On the island of pigs, the animals are indifferent to the presence of men. Most of the time. As this elephant seal proves. Surprise or displeasure? Difficult to decide. But it seems certain that he has spotted an intruder. © Michel Izard and Bertrand Lachat TF1, all rights reserved
The mystery of the island of pigs
So much for “the other time”. As for ” the other world “, it is perhaps easier to glimpse, to touch. That’s the case to say. “As you approach Pig Island, it is first of all the view that is alerted. This volcanic land, this huge bare rock emerging from the mist. Then there is the noise. That of the wind that blows incessantly. That of the grass crushed by our footsteps. That of the waves crashing on the rocks. That of the penguins, of course. Penguins crying out to find each other. And near the manchotière, there are smells. Animal smells. Smells of droppings. Without forgetting all the sensations. The feeling of cold exacerbated by the rain and the wind. The feeling of almost sinking into a ground without a traced path. A ground lined with greenery. »
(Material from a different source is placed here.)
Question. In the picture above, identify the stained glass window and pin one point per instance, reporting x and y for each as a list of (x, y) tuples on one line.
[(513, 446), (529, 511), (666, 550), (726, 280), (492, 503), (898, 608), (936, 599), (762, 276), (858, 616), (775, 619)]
While the great reporter savored the moment – present as well as past – the scientists were hard at work. Collecting as many clues as possible that could put them on the track. Understand how so many king penguins could have disappeared in such a short time. To find the answer, you will have to delve into “The Mystery of Pig Island”.
You too can go alongside these few researchers who have braved the elements to find answers. To discover, perhaps, that even in the depths of the Indian Ocean, in the middle of nowhere, on the island of pigs, the answers given by nature are complex. And the solutions, sometimes to be sought well beyond the borders. Finally, take the risk of turning the last page with the desire that this mythical island keeps forever… a part of mystery.